With the clash of arms and the bugle's call;

But he came instead with a stealthy tread,

Which she did not hear at all.

 

She had thought how his armor would blaze in the sun,

As he rode like a prince to claim his bride:

In the sweet dim light of the falling night

She found him at her side.

 

She had dreamed how the gaze of his strange, bold eye

Would wake her heart to a sudden glow:

She found in his face the familiar grace

Of a friend she used to know.

 

She had dreamed how his coming would stir her soul,

As the ocean is stirred by the wild storm's strife:

He brought her the balm of a heavenly calm,

And a peace which crowned her life.



Enjoy the poem with beautiful music


poem Video👇

https://youtu.be/5ZNM07hqolw




Who wrote the pome "Love's Coming"?


Ella Wheeler Wilcox (November 5, 1850 – October 30, 1919)

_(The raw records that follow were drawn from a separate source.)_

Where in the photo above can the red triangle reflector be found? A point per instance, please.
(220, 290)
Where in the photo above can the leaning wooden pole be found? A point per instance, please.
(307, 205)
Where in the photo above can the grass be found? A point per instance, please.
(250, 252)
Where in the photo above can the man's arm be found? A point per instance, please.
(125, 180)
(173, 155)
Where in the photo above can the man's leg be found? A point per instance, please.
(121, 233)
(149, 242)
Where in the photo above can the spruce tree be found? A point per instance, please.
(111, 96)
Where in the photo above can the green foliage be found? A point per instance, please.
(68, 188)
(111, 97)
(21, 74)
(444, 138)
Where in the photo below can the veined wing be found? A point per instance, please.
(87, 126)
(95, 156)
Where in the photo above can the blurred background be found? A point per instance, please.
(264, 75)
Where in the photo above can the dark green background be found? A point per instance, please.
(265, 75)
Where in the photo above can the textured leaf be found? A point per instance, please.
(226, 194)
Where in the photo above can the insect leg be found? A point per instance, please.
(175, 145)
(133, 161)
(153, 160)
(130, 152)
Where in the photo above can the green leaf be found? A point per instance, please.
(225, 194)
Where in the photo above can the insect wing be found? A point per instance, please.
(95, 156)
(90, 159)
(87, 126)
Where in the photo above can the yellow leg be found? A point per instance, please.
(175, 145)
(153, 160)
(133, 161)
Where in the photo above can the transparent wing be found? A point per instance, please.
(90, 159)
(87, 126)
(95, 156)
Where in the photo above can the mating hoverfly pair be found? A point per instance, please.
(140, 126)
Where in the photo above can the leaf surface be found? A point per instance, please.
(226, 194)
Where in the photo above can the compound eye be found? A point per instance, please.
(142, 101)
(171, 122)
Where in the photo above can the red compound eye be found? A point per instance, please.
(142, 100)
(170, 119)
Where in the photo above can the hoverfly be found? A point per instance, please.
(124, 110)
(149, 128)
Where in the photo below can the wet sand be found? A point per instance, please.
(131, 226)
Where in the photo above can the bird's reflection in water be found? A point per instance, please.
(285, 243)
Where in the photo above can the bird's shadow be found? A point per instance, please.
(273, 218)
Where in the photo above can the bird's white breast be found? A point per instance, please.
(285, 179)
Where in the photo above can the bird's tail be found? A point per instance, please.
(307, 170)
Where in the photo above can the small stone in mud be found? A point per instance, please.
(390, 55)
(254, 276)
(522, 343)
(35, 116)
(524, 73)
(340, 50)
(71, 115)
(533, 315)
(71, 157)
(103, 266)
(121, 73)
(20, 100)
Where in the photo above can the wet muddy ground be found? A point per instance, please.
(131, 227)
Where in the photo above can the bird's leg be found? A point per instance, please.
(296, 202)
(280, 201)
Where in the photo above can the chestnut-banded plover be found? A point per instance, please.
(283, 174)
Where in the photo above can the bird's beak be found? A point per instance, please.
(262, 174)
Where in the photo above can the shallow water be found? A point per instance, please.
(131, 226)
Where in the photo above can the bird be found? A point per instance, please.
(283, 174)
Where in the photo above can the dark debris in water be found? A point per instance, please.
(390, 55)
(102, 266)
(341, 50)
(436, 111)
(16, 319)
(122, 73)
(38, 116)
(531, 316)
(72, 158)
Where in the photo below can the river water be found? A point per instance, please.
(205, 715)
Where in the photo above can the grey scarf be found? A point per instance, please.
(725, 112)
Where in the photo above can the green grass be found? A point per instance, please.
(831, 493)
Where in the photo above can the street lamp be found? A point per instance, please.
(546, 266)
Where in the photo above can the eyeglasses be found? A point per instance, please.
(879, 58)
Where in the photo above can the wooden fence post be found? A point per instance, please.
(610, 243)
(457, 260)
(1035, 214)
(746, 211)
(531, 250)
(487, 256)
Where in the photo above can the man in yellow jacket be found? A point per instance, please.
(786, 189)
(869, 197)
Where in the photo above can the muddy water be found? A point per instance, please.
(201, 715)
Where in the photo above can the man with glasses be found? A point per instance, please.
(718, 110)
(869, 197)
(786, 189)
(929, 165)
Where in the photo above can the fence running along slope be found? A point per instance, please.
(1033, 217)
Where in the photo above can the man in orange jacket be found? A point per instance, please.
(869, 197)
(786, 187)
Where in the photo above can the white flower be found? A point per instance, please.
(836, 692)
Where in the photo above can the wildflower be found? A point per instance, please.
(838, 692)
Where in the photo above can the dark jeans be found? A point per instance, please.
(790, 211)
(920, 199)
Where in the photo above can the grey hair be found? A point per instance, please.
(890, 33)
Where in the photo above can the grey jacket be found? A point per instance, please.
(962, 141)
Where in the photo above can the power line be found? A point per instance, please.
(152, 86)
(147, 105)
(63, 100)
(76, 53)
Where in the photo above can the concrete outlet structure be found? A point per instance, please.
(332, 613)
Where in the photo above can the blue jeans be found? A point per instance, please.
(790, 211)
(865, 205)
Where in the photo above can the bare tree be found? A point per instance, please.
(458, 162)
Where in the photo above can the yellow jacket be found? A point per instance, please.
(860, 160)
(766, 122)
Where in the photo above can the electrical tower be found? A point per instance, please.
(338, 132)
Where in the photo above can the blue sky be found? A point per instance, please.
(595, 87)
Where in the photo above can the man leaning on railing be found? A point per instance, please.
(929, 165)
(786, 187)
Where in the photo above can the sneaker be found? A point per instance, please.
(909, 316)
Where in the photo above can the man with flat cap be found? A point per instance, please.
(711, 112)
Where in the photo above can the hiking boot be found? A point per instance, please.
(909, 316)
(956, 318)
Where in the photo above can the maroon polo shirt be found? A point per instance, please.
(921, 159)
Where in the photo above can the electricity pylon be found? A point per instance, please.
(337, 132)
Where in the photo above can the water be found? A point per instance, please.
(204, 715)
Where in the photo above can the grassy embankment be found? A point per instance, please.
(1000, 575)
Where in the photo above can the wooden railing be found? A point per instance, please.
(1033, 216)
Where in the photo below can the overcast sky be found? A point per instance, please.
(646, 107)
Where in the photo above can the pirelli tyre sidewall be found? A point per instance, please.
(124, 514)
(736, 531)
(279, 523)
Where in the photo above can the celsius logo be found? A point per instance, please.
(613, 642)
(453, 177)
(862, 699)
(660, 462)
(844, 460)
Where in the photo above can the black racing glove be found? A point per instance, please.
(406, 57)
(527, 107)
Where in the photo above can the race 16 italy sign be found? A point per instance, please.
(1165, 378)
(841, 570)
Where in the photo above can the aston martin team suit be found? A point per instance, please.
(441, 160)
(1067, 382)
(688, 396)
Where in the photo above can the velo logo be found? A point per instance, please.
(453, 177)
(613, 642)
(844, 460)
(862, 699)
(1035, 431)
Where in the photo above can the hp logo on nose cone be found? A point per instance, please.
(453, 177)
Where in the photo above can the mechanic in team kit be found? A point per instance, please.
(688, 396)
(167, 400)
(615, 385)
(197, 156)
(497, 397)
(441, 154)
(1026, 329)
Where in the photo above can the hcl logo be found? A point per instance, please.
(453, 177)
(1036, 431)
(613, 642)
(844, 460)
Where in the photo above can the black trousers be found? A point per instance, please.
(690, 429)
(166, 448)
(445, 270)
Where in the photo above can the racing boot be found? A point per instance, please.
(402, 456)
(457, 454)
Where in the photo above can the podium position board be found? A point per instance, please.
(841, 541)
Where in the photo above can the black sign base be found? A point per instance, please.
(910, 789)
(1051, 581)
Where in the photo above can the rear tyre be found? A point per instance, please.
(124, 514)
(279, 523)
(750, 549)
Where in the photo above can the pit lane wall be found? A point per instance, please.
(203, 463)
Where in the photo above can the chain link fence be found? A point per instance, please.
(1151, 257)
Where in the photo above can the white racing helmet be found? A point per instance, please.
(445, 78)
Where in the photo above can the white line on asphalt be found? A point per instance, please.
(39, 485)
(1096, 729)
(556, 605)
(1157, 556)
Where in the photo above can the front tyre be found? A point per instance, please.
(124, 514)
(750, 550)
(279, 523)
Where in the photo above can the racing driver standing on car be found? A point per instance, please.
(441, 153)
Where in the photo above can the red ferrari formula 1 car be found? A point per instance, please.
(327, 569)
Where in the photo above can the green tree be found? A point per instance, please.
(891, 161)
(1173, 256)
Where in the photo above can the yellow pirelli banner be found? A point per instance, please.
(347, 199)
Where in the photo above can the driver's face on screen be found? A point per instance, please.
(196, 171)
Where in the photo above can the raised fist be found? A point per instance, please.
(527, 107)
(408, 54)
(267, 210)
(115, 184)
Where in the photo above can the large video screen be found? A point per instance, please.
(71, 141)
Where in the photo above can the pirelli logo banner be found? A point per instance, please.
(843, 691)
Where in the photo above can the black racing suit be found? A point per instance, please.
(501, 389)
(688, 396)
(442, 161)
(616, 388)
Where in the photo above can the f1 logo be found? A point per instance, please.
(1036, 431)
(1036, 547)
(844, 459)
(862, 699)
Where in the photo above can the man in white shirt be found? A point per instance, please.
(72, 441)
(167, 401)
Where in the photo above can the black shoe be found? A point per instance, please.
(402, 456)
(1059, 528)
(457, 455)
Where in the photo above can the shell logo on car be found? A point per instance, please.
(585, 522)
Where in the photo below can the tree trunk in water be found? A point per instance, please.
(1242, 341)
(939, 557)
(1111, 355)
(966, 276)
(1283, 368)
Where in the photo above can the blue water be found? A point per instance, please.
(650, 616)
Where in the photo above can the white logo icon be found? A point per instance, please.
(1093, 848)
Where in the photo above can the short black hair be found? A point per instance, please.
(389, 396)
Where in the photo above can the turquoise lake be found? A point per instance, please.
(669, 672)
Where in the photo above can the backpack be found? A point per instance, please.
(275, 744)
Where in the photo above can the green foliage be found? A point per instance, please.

Ella Wheeler Wilcox was an American author and poet who wrote “Solitude,” which contains the famous lines “Laugh, and the world laughs with you; weep, and you weep alone.” Popular among people rather than among literary critics, she often displayed in her poems cheerful and optimistic sentiments in plain and rhyming words. After she married Robert Wilcox in 1884, the couple became interested in spiritualism and promised each other that whoever died first would return and communicate with the other. After her husband died in 1916 after over 30 years of marriage, she was overwhelmed by grief and waited long to hear from her deceased husband in vain. She also believed in reincarnation. She died of cancer in 1919.

 

"Love’s Coming" explanation

In the poem, the speaker talks about the great expectation of falling in love, followed by realization of reality. The poem consists of four 4-line stanzas with a rhyme scheme of ABCB. The first two lines of each stanza shows the speaker’s expectation about love, and the latter two lines of each stanza shows the reality.